Antonio Sciotto (il manifesto)Si erano travestiti da turisti, mettendosi dietro il cartello della «Precarytour». Un gruppo di 60 disobbedienti della rete Invisibles workers of the world, guidata da Luca Casarini, ha interrotto il convegno «Il futuro del lavoro» organizzato dai riformisti dell’Unione – maggioranza Ds e Margherita – al Palazzo Ducale di Venezia. Il gruppo – racconta lo stesso Casarini – si è introdotto nel Palazzo nel momento del buffet, «quando la sorveglianza era meno attenta»: «Abbiamo chiesto – spiega il leader disobbediente – di trasformare il convegno in un’assemblea, permettendo ai lavoratori precari di interloquire con gli invitati. Gli organizzatori si sono rifiutati, e hanno chiesto l’intervento della polizia, che è arrivata in assetto antisommossa. E’ stato l’intervento del sindaco Massimo Cacciari a scongiurare una carica, mentre i partecipanti al congresso si sono spostati nella vicina Ca’ Farsetti, sede del municipio, per continuare l’incontro». Gli stessi contestatori hanno dunque abbandonato il palazzo Ducale. Protagonisti del convegno veneziano sono il ministro del lavoro Cesare Damiano e il presidente della Commissione lavoro del Senato Tiziano Treu: è il «pensatoio» dell’Ulivo sul futuro del lavoro. Sui cartelli dei no global, era scritto «stop alla finanziaria anti-precari» e «ministro Damiano vergogna». «Sono venuto in pace per fare una discussione pacifica e democratica», ha spiegato Damiano a chi chiedeva un commento sull’iniziativa dei disobbedienti. «Sono arrivati nell’intervallo e sono pure stati accolti. Non hanno voluto andarsene e quindi ce ne siamo andati noi», ha aggiunto Treu.Casarini spiega l’irruzione nel convegno con la volontà di «rompere la vetrina allestita per presentare ricette che non risolvono il problema della precarietà». «Non ci sono risposte in finanziaria – risponde – perché vengono dati pochi euro alle cosiddette “fasce deboli” e caricati i parasubordinati di maggiori oneri previdenziali. Non ci sono risposte contro i precari migranti, che restano prigionieri dei cpt, vere e proprie carceri amministrative che neppure questo governo vuole chiudere».
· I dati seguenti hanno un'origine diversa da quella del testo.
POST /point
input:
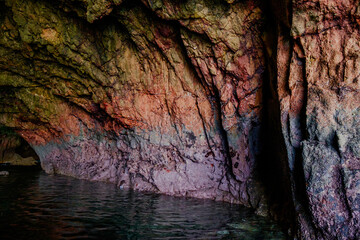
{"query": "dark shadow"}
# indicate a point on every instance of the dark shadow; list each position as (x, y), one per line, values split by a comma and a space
(15, 151)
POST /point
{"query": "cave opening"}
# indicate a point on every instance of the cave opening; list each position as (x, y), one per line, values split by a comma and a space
(15, 151)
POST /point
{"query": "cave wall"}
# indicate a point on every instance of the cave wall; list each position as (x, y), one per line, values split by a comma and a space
(251, 102)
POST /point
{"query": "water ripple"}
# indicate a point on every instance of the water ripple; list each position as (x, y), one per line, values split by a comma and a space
(34, 205)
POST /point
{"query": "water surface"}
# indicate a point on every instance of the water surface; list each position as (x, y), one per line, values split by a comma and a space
(34, 205)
Casarini è molto polemico contro tutto il governo, anche contro l’ala «radical» che scende oggi in piazza per la manifestazione «Stop precarietà ora»: «Abbiamo deciso di non partecipare al corteo di Roma perché gli stessi organizzatori si sbracciano a ribadire che non è
contro il governo e contro la finanziaria, e noi su questo non siamo d’accordo».
I disobbedienti annunciano invece che saranno presenti allo «sciopero sociale» del 17 novembre indetto dai sindacati di base (Rdb Cub e Cobas), «perché lì non si distingue tra “radical” e “riformisti” dell’Unione, si va in piazza contro il governo e la finanziaria punto e basta. E contro tutto il governo: noi siamo anche contro il Pdci, i Verdi, Rifondazione, perché votano la finanziaria, la missione in Afghanistan, mantengono aperti i cpt». Ma essere «contro» il governo vuol dire che si desidera farlo cadere? «Se cambia politica no, altrimenti è meglio che cada», spiega Casarini, pur specificando che lui ha votato e che si aspettava «altre politiche, stando almeno alla campagna elettorale».Qual è la piattaforma no global? «Non crediamo si possa realizzare il tempo indeterminato per tutti, sul modello fordista, come chiede chi va in piazza per “Stop precarietà ora”. Ci vuole piuttosto il reddito sociale». Ma non è la proposta dei riformisti dell’Unione, che più che il tempo indeterminato per tutti offrono ammortizzatori sociali? «No: loro parlano di pochi euro, noi chiediamo investimenti sul salario sociale, dirottando fondi oggi indirizzati alle armi o a ingrassare i costi della politica».